I've started to autogenerate permalinks for each day's news, as I've been doing for a couple of months now on Cafe con Leche. An XSLT stylesheet launched every hour on the hour by a cron job screen scrapes this page to extract the day's news and store it in its own file. It may be a few days before I have all the kinks worked out of the system. The actual permalink is found at the bottom of the today's news section. The format for these URLs is http://www.cafeaulait.org/oldnews/newsYYYYMonthDD.html. For example, the URL for today's news is http://www.cafeaulait.org/oldnews/news2003October31.html.


Cinnabar Systems has released Canner, a $399 payware tool that "protects Java-based applications from decompilation and reverse engineering by embedding an encrypted version of the application's classes and resources into a native Windows executable." Because Canner does not use its own virtual machine, instead relying on a locally installed one, one wonders if it would really be that hard to hack a VM to dump the decrypted classes out to disk. Canner runs on Winodws NT 4.0/2000/XP. Canned applications can run on Windows 98 and later.


Cinnabar Systems has also released Cinnabar License Manager (CLM), a $299 payware library that "enables Java programs to easily enforce licensing terms at runtime. CLM supports licensing restrictions based on product name, feature name, domain name, network adapter MAC address, expiration date, and days since first use." CLM uses digital signatures to prevent the license file from being modified. CLM requires Windows 98 and Java 1.2 or later.


The Apache Software Foundation has launched Geronimo, a project to develop an open source, Apache-licensed implementation of the J2EE specification to be certified as J2EE compliant.

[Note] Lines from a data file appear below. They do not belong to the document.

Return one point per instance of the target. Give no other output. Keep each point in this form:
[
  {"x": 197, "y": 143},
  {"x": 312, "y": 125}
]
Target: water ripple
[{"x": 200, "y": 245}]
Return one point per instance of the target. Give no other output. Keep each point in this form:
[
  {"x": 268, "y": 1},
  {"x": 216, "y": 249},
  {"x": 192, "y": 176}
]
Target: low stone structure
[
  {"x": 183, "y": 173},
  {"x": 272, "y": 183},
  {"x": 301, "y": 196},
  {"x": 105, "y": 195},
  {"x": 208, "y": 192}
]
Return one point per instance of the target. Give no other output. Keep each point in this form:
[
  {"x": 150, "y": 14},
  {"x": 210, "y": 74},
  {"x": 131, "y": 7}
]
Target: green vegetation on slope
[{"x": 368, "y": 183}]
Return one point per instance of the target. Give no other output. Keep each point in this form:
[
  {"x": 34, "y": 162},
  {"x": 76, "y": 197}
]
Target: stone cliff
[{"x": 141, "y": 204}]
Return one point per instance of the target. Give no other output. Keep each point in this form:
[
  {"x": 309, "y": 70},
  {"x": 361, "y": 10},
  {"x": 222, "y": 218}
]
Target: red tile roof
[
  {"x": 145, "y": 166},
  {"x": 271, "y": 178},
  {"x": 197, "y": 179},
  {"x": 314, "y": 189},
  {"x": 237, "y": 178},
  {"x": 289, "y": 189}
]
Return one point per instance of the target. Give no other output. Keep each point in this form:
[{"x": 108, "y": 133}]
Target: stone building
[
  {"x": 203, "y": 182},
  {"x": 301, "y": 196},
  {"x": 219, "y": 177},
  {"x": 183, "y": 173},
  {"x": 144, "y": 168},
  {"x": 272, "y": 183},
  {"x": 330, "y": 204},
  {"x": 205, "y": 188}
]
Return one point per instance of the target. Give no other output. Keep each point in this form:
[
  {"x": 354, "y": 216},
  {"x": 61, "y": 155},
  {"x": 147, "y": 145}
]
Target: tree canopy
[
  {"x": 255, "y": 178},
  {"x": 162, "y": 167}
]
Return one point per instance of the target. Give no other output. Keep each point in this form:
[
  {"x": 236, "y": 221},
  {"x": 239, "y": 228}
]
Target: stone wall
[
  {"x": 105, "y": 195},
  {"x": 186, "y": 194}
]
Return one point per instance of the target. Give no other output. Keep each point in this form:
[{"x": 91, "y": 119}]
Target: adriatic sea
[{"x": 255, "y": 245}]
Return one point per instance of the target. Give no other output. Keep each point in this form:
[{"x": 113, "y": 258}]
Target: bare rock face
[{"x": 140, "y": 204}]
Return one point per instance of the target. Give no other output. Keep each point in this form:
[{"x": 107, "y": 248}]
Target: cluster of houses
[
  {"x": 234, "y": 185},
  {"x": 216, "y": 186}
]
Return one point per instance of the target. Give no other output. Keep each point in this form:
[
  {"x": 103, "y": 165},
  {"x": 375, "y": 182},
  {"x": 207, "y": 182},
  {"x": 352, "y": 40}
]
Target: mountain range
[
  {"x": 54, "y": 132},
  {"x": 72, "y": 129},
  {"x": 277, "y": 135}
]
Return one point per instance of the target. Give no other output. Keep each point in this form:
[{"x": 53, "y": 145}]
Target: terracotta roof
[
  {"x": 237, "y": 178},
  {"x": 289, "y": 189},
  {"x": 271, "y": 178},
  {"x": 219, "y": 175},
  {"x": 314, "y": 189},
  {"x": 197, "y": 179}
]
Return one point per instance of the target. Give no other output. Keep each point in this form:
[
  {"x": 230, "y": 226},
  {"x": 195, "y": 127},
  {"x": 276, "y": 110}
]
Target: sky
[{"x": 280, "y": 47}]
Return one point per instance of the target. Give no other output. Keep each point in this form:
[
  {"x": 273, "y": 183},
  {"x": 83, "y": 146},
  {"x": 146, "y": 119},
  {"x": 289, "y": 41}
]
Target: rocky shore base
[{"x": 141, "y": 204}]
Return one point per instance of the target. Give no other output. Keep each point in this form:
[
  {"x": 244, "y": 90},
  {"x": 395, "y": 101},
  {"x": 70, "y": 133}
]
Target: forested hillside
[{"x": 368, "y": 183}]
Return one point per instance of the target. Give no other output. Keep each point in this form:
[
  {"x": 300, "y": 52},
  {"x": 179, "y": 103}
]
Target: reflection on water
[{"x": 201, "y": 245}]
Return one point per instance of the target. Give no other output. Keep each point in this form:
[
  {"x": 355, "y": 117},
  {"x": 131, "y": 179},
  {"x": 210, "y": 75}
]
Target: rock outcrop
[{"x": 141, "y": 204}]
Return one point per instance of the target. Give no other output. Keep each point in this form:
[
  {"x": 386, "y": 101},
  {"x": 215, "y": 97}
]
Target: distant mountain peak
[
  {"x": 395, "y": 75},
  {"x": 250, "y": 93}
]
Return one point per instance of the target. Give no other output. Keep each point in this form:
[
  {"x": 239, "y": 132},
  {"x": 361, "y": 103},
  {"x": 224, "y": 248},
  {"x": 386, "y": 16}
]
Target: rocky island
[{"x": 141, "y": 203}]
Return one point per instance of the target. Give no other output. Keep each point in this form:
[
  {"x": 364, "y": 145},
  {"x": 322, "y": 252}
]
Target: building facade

Participation is solicited.


Sun has posted, version 1.2.2_017/17 of the Java 2 Standard Edition (J2SE). This is a bug fix release of the Java Development Kit (JDK) and Java Runtime Environment (JRE) 1.2 for Windows, Linux, and Solaris.


Sun has also posted version 1.4.1_05 of the Java 2 Standard Edition (J2SE). This is a bug fix release of the JDK and JRE 1.4.1 for Windows, Linux, and Solaris. It's not clear why anyone might to use this instead of 1.4.2.